I performed a detailed analysis of various factors that affect the electricity demand in Toronto. I also use a simple linear model tree to forecast the demand.
I took up the publicly available data, by IESO, of electricity demand in Toronto and tried to provide a detailed analysis of various factors affecting it.
When a lockdown was imposed, earlier in 2020, I am sure a lot of us lost the distinction between weekends and weekdays. It was interesting to see this behavior translate into our electricity consumption.
It was also compelling to see the flattening of the peak throughout the eight months of daylight savings time. This is particularly significant from the electricity suppliers’ point of view.
I have provided a detailed explanation of this in the article.

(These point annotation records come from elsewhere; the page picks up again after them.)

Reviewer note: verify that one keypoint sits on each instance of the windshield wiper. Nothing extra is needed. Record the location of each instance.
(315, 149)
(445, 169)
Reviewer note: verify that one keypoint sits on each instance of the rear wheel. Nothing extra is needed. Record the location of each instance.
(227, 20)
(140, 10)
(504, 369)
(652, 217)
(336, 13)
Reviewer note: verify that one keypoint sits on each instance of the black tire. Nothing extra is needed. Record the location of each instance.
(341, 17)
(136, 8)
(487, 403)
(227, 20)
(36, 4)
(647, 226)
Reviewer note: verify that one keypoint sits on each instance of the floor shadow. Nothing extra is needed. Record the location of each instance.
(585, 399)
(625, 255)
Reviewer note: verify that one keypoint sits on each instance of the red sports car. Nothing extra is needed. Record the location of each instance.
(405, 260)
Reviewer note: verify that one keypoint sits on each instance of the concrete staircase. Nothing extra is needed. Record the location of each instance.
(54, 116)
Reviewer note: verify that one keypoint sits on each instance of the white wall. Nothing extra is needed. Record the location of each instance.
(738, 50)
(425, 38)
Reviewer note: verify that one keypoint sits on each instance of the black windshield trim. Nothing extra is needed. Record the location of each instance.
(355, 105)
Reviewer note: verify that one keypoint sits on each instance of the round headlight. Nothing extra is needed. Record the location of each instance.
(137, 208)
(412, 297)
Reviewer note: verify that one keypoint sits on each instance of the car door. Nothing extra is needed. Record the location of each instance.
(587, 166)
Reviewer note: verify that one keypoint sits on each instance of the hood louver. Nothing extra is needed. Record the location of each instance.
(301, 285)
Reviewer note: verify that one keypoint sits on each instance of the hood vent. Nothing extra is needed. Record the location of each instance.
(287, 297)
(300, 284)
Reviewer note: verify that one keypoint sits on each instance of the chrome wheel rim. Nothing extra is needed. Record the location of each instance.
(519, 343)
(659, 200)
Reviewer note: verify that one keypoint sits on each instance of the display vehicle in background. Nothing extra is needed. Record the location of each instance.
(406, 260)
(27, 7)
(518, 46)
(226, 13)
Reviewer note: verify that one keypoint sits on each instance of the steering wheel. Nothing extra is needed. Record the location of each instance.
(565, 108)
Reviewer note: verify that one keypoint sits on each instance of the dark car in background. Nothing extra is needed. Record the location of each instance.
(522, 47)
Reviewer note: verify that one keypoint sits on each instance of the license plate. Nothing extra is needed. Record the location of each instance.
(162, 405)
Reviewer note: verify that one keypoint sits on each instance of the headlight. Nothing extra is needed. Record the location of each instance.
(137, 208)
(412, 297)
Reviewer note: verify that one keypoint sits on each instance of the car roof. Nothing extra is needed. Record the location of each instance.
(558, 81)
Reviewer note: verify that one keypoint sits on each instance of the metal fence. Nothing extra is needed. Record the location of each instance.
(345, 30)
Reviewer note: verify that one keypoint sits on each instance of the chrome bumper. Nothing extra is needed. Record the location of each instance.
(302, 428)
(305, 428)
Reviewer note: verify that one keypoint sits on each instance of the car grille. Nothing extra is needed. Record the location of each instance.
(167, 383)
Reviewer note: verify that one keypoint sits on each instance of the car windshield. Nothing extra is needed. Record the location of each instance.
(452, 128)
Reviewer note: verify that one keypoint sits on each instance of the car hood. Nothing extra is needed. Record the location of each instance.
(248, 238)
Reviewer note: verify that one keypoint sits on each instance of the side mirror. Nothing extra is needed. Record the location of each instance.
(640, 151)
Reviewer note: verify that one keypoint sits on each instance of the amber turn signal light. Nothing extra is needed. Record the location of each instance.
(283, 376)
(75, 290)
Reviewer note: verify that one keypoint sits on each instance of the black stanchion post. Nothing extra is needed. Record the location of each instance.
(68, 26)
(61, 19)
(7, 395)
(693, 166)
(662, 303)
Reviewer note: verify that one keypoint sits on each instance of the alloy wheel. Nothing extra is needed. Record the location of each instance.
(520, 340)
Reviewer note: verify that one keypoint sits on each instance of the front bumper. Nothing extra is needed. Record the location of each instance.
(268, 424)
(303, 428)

I used multiple Ridge regression models to forecast electricity demand in Toronto. It was impressive to see how combining several such linear models result in a moderate accuracy with high interpretability.
While working on this project, I learned that this method in the literature is called a Linear Model Tree, a combination of decision trees and linear regression. It is similar to decision trees regression in the sense that we split the data into several groups, but instead of choosing the mean value as a predictor in each category, we run a linear regression. A detailed explanation of this is provided in the article.
I also set up a Postgres SQL database to scrape and store the values dynamically from multiple online sources for electricity demand (IESO), temperature (weatherstats), and temperature forecast (wunderground). I used Psycopg2 to connect Python and PostgreSQL. This is used to query data back and forth from SQL to Python.
I used streamlit to build a web application and to deploy the linear model tree online.